YAML as the canonical artefact
The pipeline YAML is always the source of truth. The IDE canvas is a visual rendering of the YAML — not the other way around. Every canvas action (drag a component, draw an arrow, change a config value) writes back to the YAML file immediately. The canvas and the YAML are always in sync.

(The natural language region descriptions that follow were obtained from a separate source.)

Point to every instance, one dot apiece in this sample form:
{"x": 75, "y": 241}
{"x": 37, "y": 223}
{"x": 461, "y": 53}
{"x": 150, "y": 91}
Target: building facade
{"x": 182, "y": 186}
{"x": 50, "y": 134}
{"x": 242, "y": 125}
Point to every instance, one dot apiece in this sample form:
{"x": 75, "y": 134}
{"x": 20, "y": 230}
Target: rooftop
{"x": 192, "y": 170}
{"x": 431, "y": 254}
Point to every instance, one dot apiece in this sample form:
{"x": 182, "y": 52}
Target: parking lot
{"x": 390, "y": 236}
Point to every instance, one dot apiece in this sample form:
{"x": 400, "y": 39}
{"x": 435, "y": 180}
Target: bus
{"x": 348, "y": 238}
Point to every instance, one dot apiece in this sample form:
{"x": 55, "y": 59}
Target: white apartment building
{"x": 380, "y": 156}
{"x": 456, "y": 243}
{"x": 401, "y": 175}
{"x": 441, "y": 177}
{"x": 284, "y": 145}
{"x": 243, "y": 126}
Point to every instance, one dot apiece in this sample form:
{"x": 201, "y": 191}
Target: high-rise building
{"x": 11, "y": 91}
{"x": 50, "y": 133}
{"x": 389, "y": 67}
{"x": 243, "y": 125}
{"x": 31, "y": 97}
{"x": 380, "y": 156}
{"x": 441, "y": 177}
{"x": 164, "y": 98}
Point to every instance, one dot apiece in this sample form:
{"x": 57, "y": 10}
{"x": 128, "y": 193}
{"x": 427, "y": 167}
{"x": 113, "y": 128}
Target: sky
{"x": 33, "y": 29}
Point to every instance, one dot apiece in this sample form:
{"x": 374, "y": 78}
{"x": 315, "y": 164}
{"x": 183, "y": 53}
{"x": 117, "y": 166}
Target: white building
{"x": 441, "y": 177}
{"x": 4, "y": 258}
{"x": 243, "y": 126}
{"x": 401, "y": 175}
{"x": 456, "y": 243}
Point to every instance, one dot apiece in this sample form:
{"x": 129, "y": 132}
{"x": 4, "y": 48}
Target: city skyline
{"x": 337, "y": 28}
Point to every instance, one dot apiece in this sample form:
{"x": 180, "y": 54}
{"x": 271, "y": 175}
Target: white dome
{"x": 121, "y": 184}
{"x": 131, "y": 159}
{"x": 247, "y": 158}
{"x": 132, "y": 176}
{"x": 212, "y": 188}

This means your pipelines live in Git. Pull requests show exactly what changed: which component was added, which connection was rewired, what config value changed. CI/CD validates the YAML schema and runs connector tests before merge. There are no locked binary files, no single IDE chokepoint.
Install the Open-M VS Code extension to get JSON Schema validation, component ref autocomplete, and hover documentation directly in your editor — no canvas required. The extension registers a JSON Schema for apiVersion: open-m/v1, kind: Pipeline documents automatically.